Programs and results

What we aim to solve

SOURCE: Self-reported by organization

It is estimated that there are between 1.3 to 1.7 million youth in the United States who experience one night of homelessness a year, with 550,000 of the youth being homeless for a week or longer. The Voice of Youth County report from the University of Chicago echoes the prevalence of runaway and homeless youth: one in 30 youth under the age of 18 experiences homelessness in any given year. The 2019 Orange County Point-In-Time count further estimates 26%, or 1,783, of its runaway and homeless are under the age of 18. The regional rise in youth homelessness has a further impact: harm to a youth’s emotional well-being. The 27th Annual Report on the Conditions of Children in Orange County identifies housing, behavioral health, child welfare, and child poverty as four of the focus areas with worsening trends over the last 10 years. Youth mental health and substance abuse hospitalization rates grew 88% over the past 10 years.

Our programs

SOURCE: Self-reported by organization

What are the organization's current programs, how do they measure success, and who do the programs serve?

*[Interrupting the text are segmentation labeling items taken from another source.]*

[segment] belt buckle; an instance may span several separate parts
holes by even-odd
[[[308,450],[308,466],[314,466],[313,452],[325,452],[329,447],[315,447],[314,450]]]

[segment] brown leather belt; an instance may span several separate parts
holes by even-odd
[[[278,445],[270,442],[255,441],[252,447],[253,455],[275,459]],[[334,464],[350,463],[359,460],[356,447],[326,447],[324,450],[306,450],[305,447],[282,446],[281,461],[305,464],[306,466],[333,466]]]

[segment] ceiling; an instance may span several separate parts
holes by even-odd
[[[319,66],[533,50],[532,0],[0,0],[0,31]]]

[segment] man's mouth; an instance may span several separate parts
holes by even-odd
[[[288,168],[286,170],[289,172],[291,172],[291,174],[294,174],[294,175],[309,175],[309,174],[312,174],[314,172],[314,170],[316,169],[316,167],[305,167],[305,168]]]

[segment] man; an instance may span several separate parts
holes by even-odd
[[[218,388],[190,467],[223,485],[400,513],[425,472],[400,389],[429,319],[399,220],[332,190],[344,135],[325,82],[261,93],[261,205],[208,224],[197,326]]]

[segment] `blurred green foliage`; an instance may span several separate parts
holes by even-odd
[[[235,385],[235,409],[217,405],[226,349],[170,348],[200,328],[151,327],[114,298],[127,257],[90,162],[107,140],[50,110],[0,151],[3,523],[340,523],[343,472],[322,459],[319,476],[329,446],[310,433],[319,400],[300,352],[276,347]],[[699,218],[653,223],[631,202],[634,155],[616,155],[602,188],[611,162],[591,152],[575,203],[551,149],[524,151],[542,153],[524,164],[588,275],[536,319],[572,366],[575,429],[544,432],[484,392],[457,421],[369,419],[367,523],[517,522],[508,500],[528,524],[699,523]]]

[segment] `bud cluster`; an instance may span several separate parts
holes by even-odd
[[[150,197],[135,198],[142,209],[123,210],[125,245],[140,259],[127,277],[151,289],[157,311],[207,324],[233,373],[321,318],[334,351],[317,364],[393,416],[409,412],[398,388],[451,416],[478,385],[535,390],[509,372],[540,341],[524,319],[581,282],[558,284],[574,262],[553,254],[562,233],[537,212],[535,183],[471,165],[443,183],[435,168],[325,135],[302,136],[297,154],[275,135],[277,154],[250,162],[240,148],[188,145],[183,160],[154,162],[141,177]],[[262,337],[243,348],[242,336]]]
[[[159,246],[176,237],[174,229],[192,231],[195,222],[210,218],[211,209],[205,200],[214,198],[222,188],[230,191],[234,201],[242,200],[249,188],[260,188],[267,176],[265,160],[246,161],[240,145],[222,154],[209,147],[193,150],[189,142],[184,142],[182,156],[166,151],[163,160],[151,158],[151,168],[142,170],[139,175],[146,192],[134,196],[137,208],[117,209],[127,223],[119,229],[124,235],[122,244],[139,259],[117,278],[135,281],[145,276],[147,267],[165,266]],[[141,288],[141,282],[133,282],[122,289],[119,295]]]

Residential Shelter Care Program

Casa Youth Shelter's Residential Shelter Care Program is run on a 24-hour schedule – our home is always open with awake staff on duty so that any youth who find themselves on the streets at any hour can seek shelter with us. We provide immediate shelter to youth who are homeless, abused or have runaway from home, offering residents amenities including 12 licensed beds, meals, on-site professional counseling, case management services, and customized education services. Our Residential Shelter Care Program also provides comprehensive counseling services (individual, group, and family) to our shelter residents and their families - clients who have historically lacked access to clinical mental health treatment. We also offer a series of parenting instruction in both Spanish and English designed to encourage effective parenting techniques and to strengthen relationships between family members.

Population(s) Served
Adolescents
At-risk youth

Casa Youth Shelter’s Youth Leadership Program (YLP) provides peer-to-peer and community-based outreach, while also developing leadership skills and fostering community engagement in young people. The program is designed for high school students and offers personal growth through community service, volunteer activities, and public awareness:
* Peer support – YLP members network with local schools to assist in identifying helpful resources for students on their campus.
* Awareness – YLP members champion many important issues facing youth today. Members then educate, advocate, and collaborate with local community members to spread awareness. Casa Youth Shelter sponsors Club Casa, a school-based club that raises awareness on issues impacted youth in their schools.
* Community Outreach – Our program encourages young people to become valuable contributing members of their community, stressing the importance of giving back and making an impact. Community activities vary and include monthly visits to local motels serving as homes to families on the brink of homelessness.
* Prevention Activities – YLP members participate in activities where they can spread awareness on concerns that can have an impact of the crisis that might lead to homelessness and running away, like mental health, bullying, and abuse.
* Program Design, Planning and Management – Who can better understand and help direct needed services for youth than members of their own peer group? YLP involves young leaders in the development and implementation of our programs and services.
* Special Event Coordination – YLP members participate in Casa Youth Shelter events as well as develop and sponsor their own support activities, such as the Youth Leadership Conference.

Population(s) Served
Adolescents

Casa Youth Shelter provides our community with a variety of crisis-prevention programs and family outreach programs including: violence intervention and prevention programs to students and their families in over twenty middle schools and high schools across six different school districts. In addition, Casa Youth Shelter is a member of the Anaheim Collaboration to Assist Motel Families and pays monthly visits to local motels to provide food, clothing, school supplies and other basic necessities to needy families.

Population(s) Served
Adolescents
Families

Where we work

Awards

Nonprofit of the Year 2021

CA District 34

Affiliations & memberships

Orange County Funders Roundtable 2013

The Nonprofit Partnership 2016

Long Beach Human Trafficking Coalition 2018

Youth Collaboratory 2019

Long Beach Chamber of Commerce 2019

Our results

SOURCE: Self-reported by organization

How does this organization measure their results? It's a hard question but an important one.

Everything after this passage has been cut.